Another surveillance video inside a convenience store showed a suspect identified by police as 22-year-old Deveion Lamont Byrd walking up behind an 80-year-old woman before grabbing two $100 bills from her hands as she went to pay at the register and running off.

Several brazen assaults captured on camera went viral on social media, and actors Daniel Dae Kim and Daniel Wu were offering a $25,000 reward for information leading to an arrest and conviction.

“My dad is 91 years old,” Wu, who grew up in Orinda, said at the press conference in Oakland. “To have to think about something like that happening to my father is just unimaginable.”

“Racist rhetoric from the pandemic has targeted us for being the reason of the coronavirus,” he continued. “Asians across the board have been targeted by racial slurs, by being attacked, by being pushed around, being spat on. Outside of San Francisco, in LA, in New York, these incidents are happening all over the country.”

An elderly man from Thailand was targeted in another startling attack that went viral on social media after happening in broad daylight in San Francisco’s Anza Vista neighborhood on Jan. 28. A neighbor’s surveillance camera captured the moments a man abruptly ran toward 84-year-old Vicha Ratanapakdee standing outside his garage, violently knocking him to the ground before walking off.

Ratanapakdee died at the hospital two days later. His family members told KTVU Fox 2 that they believe the attack was racially motivated and is linked to blame placed on Asians for the pandemic.

On Feb. 1, San Francisco District Attorney Chesa Boudin announced that 19-year-old Antoine Watson would be charged with murder and elder abuse causing death in connection to Ratanapakdee’s death.

The murder of Ratanapakdee “has been especially painful to the Asian American Pacific Islander (AAPI) community, which has been victimized by many incidents of violence, hate and racism since the start of the pandemic,” the district attorney’s office said. 

“This was a horrific, senseless attack, and I send my deepest condolences to the Ratanapakdee family for this unthinkable pain,” Boudin added in a statement. “My heart goes out to the entire AAPI community for the harm and fear this tragedy has inflicted.”

The attacks were first spotlighted on social media by activist Amanda Nguyen.
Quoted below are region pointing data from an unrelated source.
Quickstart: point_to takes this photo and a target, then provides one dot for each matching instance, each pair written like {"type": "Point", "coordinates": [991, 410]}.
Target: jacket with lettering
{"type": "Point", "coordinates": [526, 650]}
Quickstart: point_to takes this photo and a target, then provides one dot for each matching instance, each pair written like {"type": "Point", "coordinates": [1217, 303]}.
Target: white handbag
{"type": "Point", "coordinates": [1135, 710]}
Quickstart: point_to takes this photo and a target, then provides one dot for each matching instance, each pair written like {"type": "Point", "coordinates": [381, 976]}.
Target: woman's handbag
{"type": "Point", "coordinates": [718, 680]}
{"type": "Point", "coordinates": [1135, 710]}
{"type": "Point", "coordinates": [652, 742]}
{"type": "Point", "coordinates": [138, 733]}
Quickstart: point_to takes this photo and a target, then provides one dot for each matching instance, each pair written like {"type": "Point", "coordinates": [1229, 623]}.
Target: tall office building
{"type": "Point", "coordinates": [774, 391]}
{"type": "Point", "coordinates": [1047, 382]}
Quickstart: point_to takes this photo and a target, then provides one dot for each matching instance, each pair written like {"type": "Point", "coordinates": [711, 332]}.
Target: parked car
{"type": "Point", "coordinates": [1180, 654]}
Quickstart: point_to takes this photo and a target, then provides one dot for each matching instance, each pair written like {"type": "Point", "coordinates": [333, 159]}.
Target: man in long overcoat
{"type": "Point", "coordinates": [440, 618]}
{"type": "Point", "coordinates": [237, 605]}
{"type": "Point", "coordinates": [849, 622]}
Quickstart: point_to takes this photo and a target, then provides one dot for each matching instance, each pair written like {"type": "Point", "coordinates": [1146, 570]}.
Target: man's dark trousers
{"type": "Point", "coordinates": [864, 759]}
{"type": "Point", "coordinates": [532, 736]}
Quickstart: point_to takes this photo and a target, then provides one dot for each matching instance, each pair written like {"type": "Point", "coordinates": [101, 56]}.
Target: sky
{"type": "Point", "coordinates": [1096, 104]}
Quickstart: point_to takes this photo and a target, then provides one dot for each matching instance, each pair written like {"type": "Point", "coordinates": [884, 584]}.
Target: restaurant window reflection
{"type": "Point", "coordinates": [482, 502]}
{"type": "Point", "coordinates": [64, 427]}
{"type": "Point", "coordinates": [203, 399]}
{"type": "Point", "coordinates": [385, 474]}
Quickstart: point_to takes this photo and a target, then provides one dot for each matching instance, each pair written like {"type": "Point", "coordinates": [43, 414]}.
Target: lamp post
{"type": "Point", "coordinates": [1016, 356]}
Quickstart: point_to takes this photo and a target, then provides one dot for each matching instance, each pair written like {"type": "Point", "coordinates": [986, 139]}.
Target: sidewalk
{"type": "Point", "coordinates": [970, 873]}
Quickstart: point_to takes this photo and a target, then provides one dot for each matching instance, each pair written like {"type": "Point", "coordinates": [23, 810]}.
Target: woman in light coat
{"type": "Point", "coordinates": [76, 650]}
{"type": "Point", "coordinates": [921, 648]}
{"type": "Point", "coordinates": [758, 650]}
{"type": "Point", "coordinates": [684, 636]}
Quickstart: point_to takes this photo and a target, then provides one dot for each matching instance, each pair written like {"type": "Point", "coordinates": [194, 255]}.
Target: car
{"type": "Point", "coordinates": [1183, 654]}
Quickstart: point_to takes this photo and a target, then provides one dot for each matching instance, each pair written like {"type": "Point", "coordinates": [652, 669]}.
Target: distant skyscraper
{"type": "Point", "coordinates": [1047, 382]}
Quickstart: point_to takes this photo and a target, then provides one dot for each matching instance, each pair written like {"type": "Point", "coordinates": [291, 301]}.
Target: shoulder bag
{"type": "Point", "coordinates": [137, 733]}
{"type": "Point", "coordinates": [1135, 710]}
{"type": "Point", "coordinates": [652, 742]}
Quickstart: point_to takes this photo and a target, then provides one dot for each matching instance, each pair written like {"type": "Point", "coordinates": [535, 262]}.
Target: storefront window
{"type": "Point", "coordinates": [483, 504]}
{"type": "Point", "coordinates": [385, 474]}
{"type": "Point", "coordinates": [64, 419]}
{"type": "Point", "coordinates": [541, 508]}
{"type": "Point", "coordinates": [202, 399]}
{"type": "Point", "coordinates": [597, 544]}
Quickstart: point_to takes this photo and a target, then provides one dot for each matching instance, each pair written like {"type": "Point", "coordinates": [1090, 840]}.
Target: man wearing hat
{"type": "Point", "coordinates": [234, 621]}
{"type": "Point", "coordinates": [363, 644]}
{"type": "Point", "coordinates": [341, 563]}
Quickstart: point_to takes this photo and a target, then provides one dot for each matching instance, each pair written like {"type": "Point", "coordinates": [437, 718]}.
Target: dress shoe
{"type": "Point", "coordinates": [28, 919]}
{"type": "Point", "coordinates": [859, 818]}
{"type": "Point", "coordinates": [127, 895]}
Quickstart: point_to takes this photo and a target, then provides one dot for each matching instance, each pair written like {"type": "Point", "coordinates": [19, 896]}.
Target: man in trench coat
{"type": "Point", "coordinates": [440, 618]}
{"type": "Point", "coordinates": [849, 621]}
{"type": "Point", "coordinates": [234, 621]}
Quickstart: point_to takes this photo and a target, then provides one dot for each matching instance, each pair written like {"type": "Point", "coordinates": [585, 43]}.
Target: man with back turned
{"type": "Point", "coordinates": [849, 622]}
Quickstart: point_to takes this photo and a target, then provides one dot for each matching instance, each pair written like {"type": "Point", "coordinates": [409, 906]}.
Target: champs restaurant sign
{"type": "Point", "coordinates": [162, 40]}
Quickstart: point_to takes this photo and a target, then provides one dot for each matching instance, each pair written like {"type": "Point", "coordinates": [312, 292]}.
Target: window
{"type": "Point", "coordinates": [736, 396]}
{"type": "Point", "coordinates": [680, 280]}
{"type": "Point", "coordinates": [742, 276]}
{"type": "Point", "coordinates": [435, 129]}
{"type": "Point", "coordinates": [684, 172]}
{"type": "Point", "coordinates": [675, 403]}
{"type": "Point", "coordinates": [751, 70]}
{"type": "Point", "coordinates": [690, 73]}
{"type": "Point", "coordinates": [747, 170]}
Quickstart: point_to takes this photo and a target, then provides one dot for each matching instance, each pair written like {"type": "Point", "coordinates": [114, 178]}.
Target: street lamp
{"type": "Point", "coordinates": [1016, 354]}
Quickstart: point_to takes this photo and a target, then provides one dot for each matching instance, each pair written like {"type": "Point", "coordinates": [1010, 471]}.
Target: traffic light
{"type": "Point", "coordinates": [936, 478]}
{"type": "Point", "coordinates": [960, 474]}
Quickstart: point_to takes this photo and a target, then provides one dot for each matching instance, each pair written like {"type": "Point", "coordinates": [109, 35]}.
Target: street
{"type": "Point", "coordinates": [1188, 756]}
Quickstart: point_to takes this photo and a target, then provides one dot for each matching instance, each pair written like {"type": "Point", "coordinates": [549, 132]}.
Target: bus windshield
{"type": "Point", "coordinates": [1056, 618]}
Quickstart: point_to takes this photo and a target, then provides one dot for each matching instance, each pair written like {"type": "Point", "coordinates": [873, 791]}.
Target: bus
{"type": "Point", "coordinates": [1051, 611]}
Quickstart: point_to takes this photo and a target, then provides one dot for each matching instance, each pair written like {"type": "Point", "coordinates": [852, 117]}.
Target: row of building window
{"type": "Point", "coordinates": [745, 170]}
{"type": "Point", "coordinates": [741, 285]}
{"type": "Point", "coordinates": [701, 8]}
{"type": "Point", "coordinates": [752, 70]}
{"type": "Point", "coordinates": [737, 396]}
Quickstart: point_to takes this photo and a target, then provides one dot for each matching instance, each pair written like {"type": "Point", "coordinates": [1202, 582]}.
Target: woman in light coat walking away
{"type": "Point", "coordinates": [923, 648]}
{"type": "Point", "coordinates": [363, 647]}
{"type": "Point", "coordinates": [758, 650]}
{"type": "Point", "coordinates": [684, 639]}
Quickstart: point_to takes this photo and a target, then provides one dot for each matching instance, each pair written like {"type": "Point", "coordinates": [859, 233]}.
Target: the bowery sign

She also highlighted an attack against Noel Quintana, a 61-year-old Filipino man who was slashed in the face during a confrontation on a New York City subway on Feb. 3.


NYPD continues to search for the assailant, but, so far, officials have not mentioned race as a factor in the attack. Mayor Bill de Blasio refused to recognize a crime problem, and Police Commissioner Dermot Shea said transit crime is down, WABC reported.